Gedanken der Kursleiterin
Musik trifft Demenz bedeutet:
Sich von Musik inspirieren, geistig-seelisch berühren und (soweit möglich) auch körperlich bewegen lassen.
Musik schafft unmittelbar einen
Erfahrungsraum voller Assoziationen, Erinnerungen, Gefühle. Dabei ist es egal, ob wir z.B. einen Satz aus einer Mozart-Sinfonie hören oder ein schlichtes Volkslied singen, ob wir zu einem Schlager schmettern oder zum Radetzky-Marsch klatschen.
Musik verwandelt uns: Wir gehen aus der Gruppe anders hinaus als wir hinein gegangen sind. Die Erfahrungen zeigen, dass wir uns meistens „besser“ fühlen: von lebendiger, belebter, angeregter, froher bis hin zu besänftigter, ruhiger, gesammelter, zuversichtlicher ...

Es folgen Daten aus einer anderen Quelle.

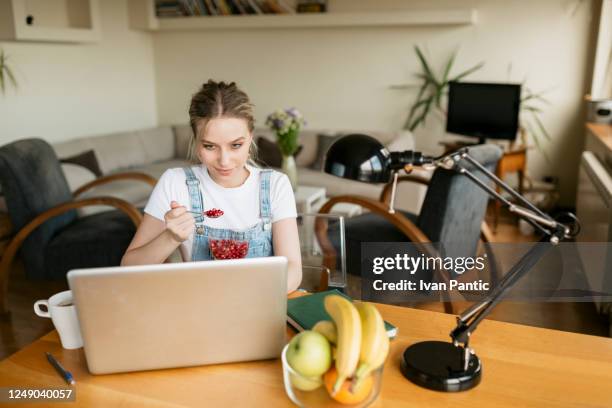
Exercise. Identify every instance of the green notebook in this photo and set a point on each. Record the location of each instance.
(305, 311)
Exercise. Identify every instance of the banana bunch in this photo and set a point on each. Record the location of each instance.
(348, 327)
(374, 342)
(358, 332)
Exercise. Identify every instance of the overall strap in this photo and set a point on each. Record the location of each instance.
(195, 194)
(264, 197)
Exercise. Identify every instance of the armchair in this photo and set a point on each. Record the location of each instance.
(52, 239)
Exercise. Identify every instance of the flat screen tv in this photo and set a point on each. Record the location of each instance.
(485, 111)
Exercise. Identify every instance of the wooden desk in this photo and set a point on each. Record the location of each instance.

Musik schafft Begegnung: Die Gruppe ist so lebendig und anregend wie ihre Teilnehmer. Als Leiterin schaffe ich einen abwechslungsreichen Rahmen mit Wiedererkennungswert (!). Daneben bringen die Teilnehmer ihre Persönlichkeit, Wünsche und Bedürfnisse ein, die ich gerne in den Ablauf miteinbeziehe. Dazu müssen wir uns kennenlernen und dann kann viel wachsen. Ein Beispiel: Herr B. war mit seiner Frau in der Oper „Xerxes“ von Händel, hörte das bekannte „Largo“. Es stellte sich heraus, dass nicht nur er, sondern auch andere Teilnehmer Assoziationen und Begebenheiten mit diesem Stück verbinden. Was liegt also näher, als dieses wunderbare Stück zusammen zu hören und zu singen, vielleicht zum 1. Mal im Leben auf italienisch zu singen. Und wenn, weil dasnicht geht, dabei vielleicht sogar eine andere (Phantasie-)Sprache entsteht, ist es umso besser ...!
Musik macht aus Menschen Brüder und Schwestern:
Das wusste nicht nur Beethoven, sondern ist bei Musik trifft Demenz eine der für mich schönsten Erfahrungen: Wir begegnen uns als gleichwertige Menschen, von Herz zu Herz, von Seele zu Seele.
Die kognitiven Unterschiede der Teilnehmer spielen bei meiner Vorgehensweise keine Rolle, d.h., sie sind für mich nicht wirklich von Belang. Und ich glaube, dass so eine menschliche und tiefe Begegnung möglich werden kann. Solche Momente lassen sich nicht einfordern, sondern sind, wenn sie passieren, ein schöner Gruß des Himmels ...
Und nicht zuletzt: Musik macht Freude - und Freude brauchen wir alle!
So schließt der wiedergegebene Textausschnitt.